3-2) Sequence Generator & Sequence Discriminator
[1] Sequence Generator
Instead of producing synthetic output directly in feature space(X),
the generator first outputs into the embedding space(O).
generating function : \(g: \mathcal{Z}_{\mathcal{S}} \times \prod_{t} \mathcal{Z}_{\mathcal{X}} \rightarrow \mathcal{H}_{\mathcal{S}} \times \prod_{t} \mathcal{H}_{\mathcal{X}}\)
- input : tuple of static & temporal random vectors
- output : \(\hat{\mathbf{h}}_{\mathcal{S}}, \hat{\mathbf{h}}_{1: T}=g\left(\mathbf{z}_{\mathcal{S}}, \mathbf{z}_{1: T}\right)\).

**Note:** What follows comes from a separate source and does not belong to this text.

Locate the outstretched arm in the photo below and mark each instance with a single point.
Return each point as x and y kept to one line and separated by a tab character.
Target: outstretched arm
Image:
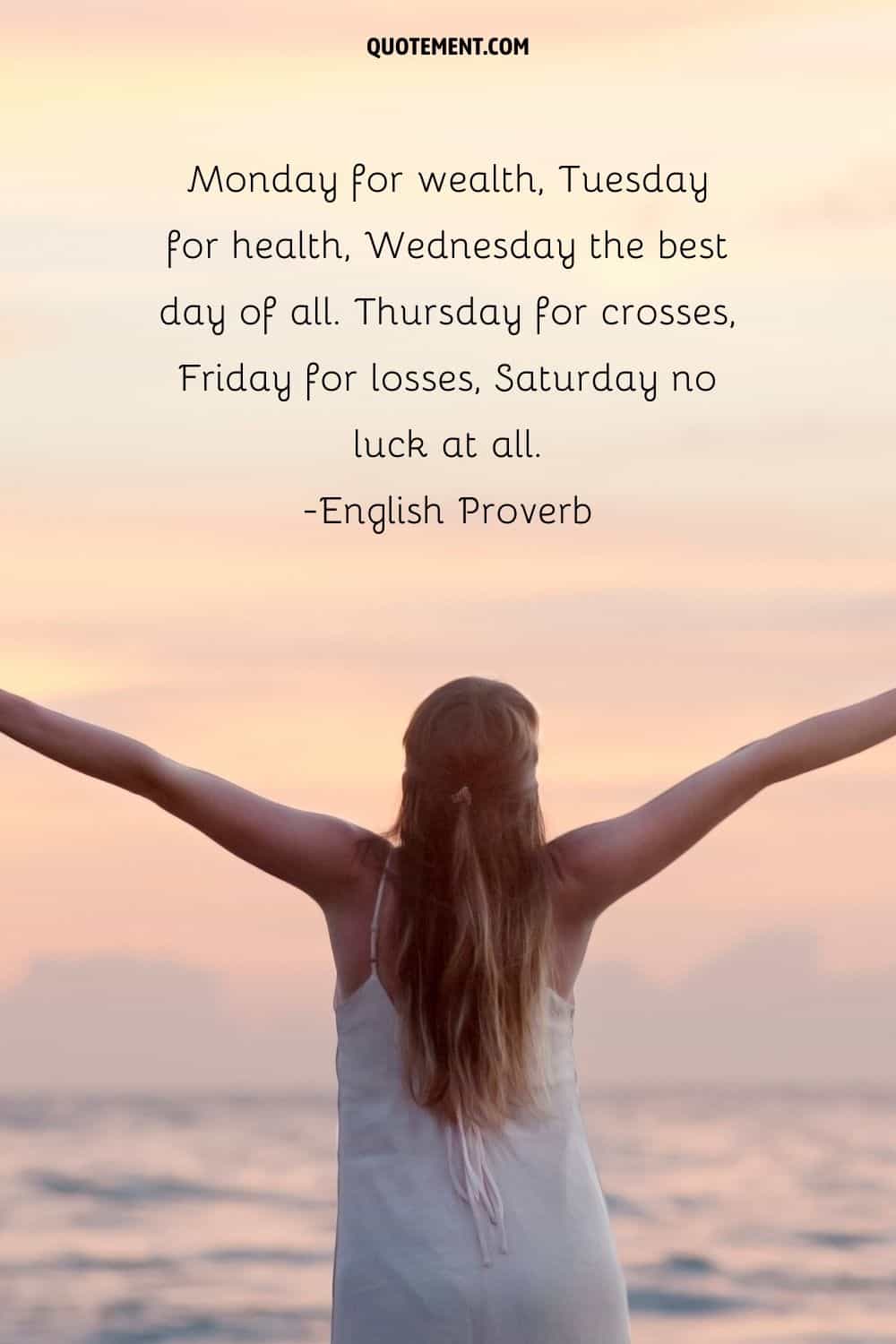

- \(\hat{\mathbf{h}}_{\mathcal{S}}=g_{\mathcal{S}}\left(\mathbf{z}_{\mathcal{S}}\right)\).
- \(\hat{\mathbf{h}}_{t}=g_{\mathcal{X}}\left(\hat{\mathbf{h}}_{\mathcal{S}}, \hat{\mathbf{h}}_{t-1}, \mathbf{z}_{t}\right)\).
- random vector \(\mathrm{z}_{\mathcal{S}}\) can be sampled from a distribution of choice
- \(\mathrm{z}_{t}\) follows a stochastic process
[2] Sequence Discriminator
also operates from the embedding space
discrimination function : \(d: \mathcal{H}_{\mathcal{S}} \times \prod_{t} \mathcal{H}_{\mathcal{X}} \rightarrow[0,1] \times \prod_{t}[0,1]\)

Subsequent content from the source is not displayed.